Gender and Sexuality
Researching sexuality with young women: Southern Africa
This issue of Feminist Africa is a special edition which foregrounds the research created, with the young women, through the five different teams. Jill Bradbury and Peace Kiguwa, working with a team of young women, write about their own visual mapping of the University of the Witwatersrand as a way of re-seeing campus streets and surroundings in terms of sexual pleasure and sexual vulnerability. Sethunya Mosime, Poloko Ntshwarang, and Godisang Mookodi from the University of Botswana focused on the use of personal story-telling to generate dialogue about sexual conventions and the negotiation of gendered expectations for young women on campus, and off.
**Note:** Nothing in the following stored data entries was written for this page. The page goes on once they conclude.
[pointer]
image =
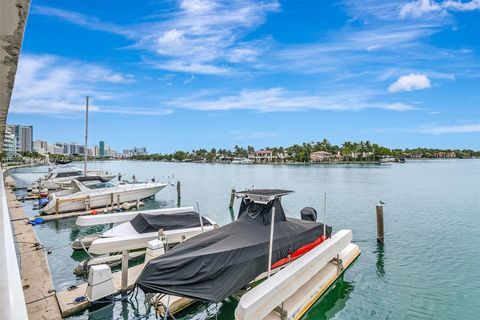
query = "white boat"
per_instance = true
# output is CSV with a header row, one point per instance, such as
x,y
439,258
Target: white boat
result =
x,y
177,225
62,177
85,193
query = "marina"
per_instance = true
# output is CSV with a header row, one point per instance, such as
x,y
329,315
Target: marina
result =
x,y
377,264
301,163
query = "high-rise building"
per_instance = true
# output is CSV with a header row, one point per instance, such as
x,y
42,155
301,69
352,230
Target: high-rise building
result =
x,y
101,149
23,137
9,148
139,150
40,146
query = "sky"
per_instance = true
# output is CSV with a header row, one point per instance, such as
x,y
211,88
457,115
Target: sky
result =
x,y
182,75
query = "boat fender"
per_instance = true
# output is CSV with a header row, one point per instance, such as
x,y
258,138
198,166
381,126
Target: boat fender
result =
x,y
79,299
36,221
309,214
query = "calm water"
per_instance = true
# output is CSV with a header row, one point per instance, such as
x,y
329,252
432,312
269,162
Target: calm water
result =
x,y
429,267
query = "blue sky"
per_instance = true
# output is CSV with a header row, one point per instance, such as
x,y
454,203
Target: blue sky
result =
x,y
187,74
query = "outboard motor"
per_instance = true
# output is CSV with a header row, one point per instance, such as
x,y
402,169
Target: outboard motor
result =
x,y
309,214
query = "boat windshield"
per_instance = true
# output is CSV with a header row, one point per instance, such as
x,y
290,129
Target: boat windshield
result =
x,y
69,174
98,184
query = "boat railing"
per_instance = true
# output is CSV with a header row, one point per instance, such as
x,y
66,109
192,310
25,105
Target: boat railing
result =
x,y
12,301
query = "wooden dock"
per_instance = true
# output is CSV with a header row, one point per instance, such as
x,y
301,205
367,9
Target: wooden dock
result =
x,y
36,279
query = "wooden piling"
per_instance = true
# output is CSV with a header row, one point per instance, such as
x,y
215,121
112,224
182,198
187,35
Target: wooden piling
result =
x,y
380,230
179,195
232,198
124,270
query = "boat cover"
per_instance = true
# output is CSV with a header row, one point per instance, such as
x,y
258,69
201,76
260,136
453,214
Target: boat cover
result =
x,y
144,222
213,265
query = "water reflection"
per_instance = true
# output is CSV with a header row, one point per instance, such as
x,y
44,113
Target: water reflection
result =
x,y
380,259
333,301
101,312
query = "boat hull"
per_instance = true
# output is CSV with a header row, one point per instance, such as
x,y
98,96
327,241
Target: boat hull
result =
x,y
79,202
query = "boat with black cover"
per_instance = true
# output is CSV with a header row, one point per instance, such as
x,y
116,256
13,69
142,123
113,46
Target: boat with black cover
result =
x,y
216,264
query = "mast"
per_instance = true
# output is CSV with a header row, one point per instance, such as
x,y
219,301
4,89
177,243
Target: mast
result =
x,y
85,148
325,215
270,248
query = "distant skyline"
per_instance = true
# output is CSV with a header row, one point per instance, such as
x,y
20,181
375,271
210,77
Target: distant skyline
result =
x,y
183,75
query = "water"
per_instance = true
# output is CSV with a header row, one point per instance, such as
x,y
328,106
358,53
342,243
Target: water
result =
x,y
427,269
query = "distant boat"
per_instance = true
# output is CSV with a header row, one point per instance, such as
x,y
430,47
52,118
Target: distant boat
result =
x,y
65,161
95,192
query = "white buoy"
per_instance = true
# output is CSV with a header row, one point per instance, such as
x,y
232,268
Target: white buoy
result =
x,y
100,282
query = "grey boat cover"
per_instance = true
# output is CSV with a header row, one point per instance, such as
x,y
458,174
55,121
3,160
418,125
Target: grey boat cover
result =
x,y
213,265
144,222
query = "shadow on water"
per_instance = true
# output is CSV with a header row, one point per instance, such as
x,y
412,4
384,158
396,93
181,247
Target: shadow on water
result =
x,y
333,301
203,310
380,252
101,312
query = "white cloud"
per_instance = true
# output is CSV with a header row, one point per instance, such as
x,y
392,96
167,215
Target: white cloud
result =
x,y
399,106
46,84
421,7
87,22
197,38
240,135
468,128
410,82
283,100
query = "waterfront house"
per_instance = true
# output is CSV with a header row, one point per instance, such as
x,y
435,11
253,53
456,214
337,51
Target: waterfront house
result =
x,y
262,156
320,156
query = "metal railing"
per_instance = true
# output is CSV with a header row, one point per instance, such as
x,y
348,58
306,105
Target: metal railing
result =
x,y
12,300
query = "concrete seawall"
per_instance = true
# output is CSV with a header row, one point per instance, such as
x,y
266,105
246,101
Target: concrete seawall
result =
x,y
37,283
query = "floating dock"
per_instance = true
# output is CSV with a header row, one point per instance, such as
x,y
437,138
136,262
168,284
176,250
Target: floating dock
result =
x,y
291,292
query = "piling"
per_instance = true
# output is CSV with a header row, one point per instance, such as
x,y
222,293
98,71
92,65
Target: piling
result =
x,y
380,231
179,196
232,198
124,270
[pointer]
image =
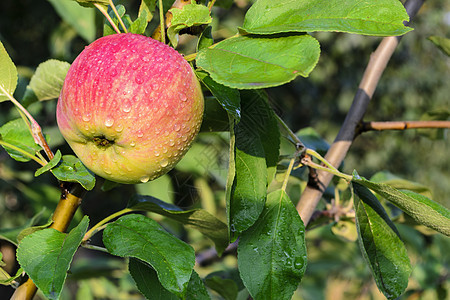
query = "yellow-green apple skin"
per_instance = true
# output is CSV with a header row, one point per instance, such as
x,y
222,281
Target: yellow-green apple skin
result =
x,y
130,107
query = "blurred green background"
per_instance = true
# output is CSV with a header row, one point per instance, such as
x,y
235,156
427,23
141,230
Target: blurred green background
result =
x,y
416,83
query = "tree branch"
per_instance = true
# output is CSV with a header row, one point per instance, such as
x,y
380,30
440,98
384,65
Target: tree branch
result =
x,y
402,125
338,150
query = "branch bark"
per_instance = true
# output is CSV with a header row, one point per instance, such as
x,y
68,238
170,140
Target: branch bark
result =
x,y
403,125
64,212
338,150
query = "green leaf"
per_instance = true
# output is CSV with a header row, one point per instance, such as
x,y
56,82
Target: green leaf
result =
x,y
420,208
256,155
8,74
188,16
147,282
245,62
225,287
205,39
375,17
16,132
71,169
141,237
46,256
48,79
272,253
82,19
147,8
198,219
442,43
380,244
227,97
51,164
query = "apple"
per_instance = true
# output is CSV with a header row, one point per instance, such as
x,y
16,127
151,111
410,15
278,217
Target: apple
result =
x,y
129,108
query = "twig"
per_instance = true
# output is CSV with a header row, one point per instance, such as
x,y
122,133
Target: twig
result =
x,y
68,204
403,125
338,150
107,16
117,15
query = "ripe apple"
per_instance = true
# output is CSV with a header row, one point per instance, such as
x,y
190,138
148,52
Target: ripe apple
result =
x,y
130,107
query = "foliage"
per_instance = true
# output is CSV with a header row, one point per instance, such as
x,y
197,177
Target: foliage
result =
x,y
245,168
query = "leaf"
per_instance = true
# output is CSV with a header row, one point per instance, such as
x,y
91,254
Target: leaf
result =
x,y
229,98
147,8
375,17
141,237
148,284
46,256
198,219
225,287
47,81
51,164
8,75
17,133
380,244
82,19
205,39
442,43
245,62
257,150
71,169
188,16
272,253
420,208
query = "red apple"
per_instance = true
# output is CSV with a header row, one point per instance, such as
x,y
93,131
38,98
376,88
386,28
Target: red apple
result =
x,y
130,107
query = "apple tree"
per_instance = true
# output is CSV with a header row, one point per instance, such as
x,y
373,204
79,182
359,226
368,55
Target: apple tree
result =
x,y
130,106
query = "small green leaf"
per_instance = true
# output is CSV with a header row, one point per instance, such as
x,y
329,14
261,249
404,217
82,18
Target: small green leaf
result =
x,y
16,132
375,17
48,79
442,43
198,219
147,282
272,253
82,19
225,287
256,155
188,16
147,8
8,75
380,244
141,237
205,39
71,169
229,98
46,256
51,164
245,62
420,208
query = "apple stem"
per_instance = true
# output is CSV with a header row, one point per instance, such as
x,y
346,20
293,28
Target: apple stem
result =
x,y
162,23
117,15
107,16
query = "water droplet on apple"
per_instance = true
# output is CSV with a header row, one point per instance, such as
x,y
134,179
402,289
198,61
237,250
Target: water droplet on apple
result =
x,y
182,96
126,107
164,163
119,127
139,79
109,122
144,179
87,117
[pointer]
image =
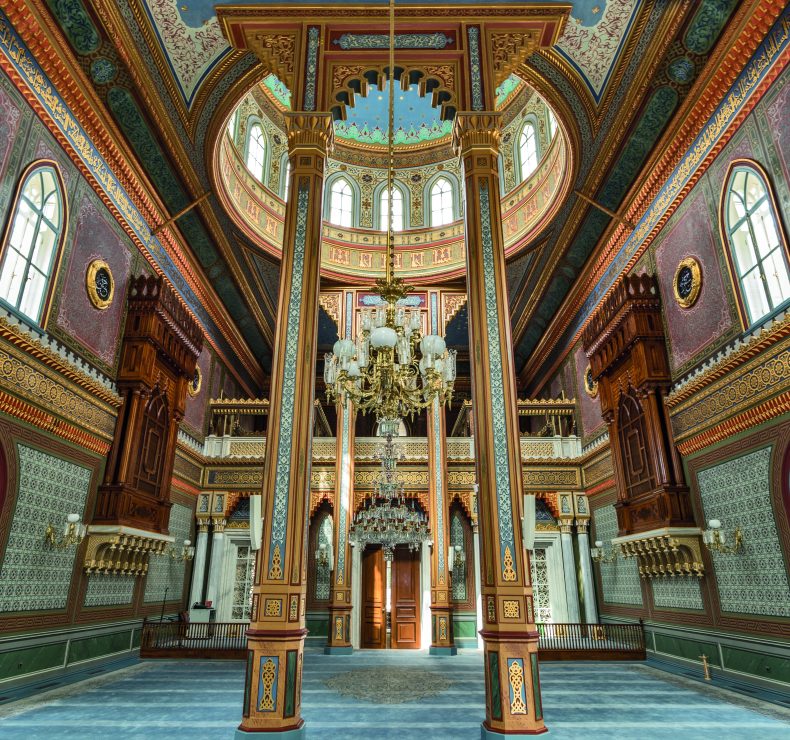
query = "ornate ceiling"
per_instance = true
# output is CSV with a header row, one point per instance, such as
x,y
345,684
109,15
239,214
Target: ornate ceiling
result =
x,y
159,72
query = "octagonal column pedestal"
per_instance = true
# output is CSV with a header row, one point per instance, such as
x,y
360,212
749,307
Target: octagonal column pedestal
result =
x,y
339,638
442,642
272,701
510,639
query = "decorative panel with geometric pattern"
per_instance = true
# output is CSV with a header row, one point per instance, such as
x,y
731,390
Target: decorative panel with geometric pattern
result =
x,y
163,571
677,593
620,579
109,590
738,492
34,576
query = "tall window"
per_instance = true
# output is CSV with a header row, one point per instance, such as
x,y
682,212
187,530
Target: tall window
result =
x,y
528,151
33,243
341,203
256,151
442,211
756,245
243,583
397,209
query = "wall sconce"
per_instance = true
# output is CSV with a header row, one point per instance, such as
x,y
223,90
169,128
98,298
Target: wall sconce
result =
x,y
599,556
187,552
73,533
323,556
716,541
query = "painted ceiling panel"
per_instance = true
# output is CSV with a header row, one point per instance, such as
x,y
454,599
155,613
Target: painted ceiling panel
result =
x,y
192,42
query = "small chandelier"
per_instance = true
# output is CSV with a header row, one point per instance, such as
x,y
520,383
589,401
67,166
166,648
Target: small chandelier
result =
x,y
392,369
387,517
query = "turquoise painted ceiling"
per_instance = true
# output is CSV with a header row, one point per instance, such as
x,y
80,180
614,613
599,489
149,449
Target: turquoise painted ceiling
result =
x,y
189,35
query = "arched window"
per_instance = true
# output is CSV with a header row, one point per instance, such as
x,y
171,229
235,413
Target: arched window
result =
x,y
32,242
323,569
528,151
341,203
757,250
442,210
397,209
552,125
256,151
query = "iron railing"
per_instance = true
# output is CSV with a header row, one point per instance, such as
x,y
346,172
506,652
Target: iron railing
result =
x,y
228,640
573,641
209,640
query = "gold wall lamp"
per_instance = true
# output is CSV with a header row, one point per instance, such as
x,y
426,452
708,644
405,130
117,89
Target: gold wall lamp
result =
x,y
73,533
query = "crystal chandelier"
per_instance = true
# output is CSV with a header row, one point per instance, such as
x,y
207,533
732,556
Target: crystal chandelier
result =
x,y
392,369
387,517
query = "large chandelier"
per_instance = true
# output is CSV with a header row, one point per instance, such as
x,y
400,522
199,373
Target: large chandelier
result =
x,y
392,369
387,517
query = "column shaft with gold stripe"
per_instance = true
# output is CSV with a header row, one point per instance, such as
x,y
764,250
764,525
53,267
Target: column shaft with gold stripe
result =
x,y
513,704
277,630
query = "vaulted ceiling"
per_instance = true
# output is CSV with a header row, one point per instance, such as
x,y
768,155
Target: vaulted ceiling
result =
x,y
620,72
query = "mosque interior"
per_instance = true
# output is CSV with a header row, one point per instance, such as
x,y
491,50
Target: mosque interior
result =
x,y
395,369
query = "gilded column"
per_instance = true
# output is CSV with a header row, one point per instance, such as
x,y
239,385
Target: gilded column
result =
x,y
513,704
276,635
199,568
442,642
339,640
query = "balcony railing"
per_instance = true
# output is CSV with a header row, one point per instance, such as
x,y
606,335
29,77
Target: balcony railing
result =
x,y
228,640
198,640
591,641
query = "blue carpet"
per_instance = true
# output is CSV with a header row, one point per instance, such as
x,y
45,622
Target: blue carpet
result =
x,y
202,699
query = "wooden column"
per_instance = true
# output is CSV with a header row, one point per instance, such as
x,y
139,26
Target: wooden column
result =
x,y
339,639
277,630
442,642
513,705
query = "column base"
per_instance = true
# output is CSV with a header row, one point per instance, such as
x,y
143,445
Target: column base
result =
x,y
486,734
338,650
298,734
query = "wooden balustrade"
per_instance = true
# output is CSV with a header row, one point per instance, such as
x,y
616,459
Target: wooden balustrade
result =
x,y
209,640
564,641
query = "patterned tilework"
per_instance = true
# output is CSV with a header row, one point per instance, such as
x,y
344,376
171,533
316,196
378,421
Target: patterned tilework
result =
x,y
677,593
738,493
33,576
109,590
620,579
163,571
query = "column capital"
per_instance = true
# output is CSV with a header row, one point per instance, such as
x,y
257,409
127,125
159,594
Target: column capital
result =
x,y
476,130
308,130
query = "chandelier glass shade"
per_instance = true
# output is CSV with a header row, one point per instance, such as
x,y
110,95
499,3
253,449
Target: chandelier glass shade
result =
x,y
391,369
387,517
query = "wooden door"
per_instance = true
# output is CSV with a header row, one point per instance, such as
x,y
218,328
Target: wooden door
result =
x,y
406,599
374,584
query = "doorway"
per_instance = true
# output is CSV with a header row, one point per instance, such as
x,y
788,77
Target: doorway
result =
x,y
390,599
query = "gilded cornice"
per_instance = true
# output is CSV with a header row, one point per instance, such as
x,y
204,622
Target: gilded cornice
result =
x,y
738,44
39,389
608,150
127,50
46,43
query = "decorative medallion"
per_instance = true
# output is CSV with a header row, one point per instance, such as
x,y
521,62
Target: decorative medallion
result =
x,y
688,282
100,284
590,385
197,381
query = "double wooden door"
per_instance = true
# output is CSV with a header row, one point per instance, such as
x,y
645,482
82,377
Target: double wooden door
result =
x,y
405,585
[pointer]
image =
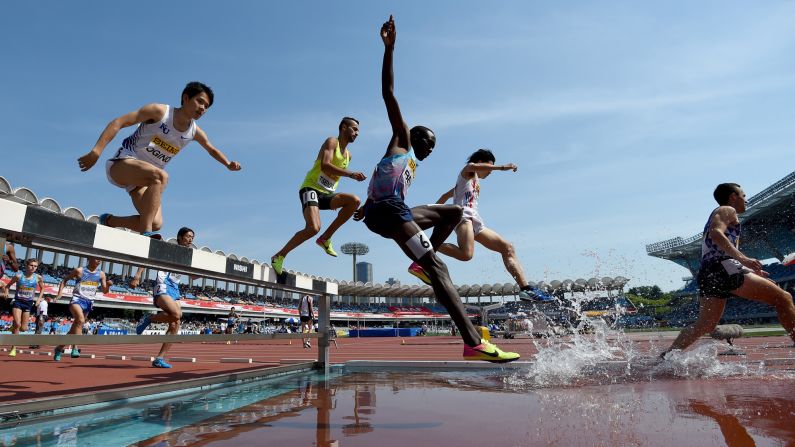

Pieces by Tanja Bosch and Susan Holland-Muter, of the University of Cape Town, Lucy Edwards-Jauch from the University of Namibia, and by Naomi Wekwete and Charity Manyureke of the University of Zimbabwe add texture and diversity to the articles’ analysis of the work with young women on questions of gender-based violence and policy, the politics of space and sexuality, the meaning of HIV-prevention campaigns, and the politics of gender and sexual pleasure. In five teams, very interesting, cross-generational action research projects were developed, and the material presented in Feminist Africa 17 is rich with potential for theory on what it means to take up SRHR work where young women’s lives are concerned.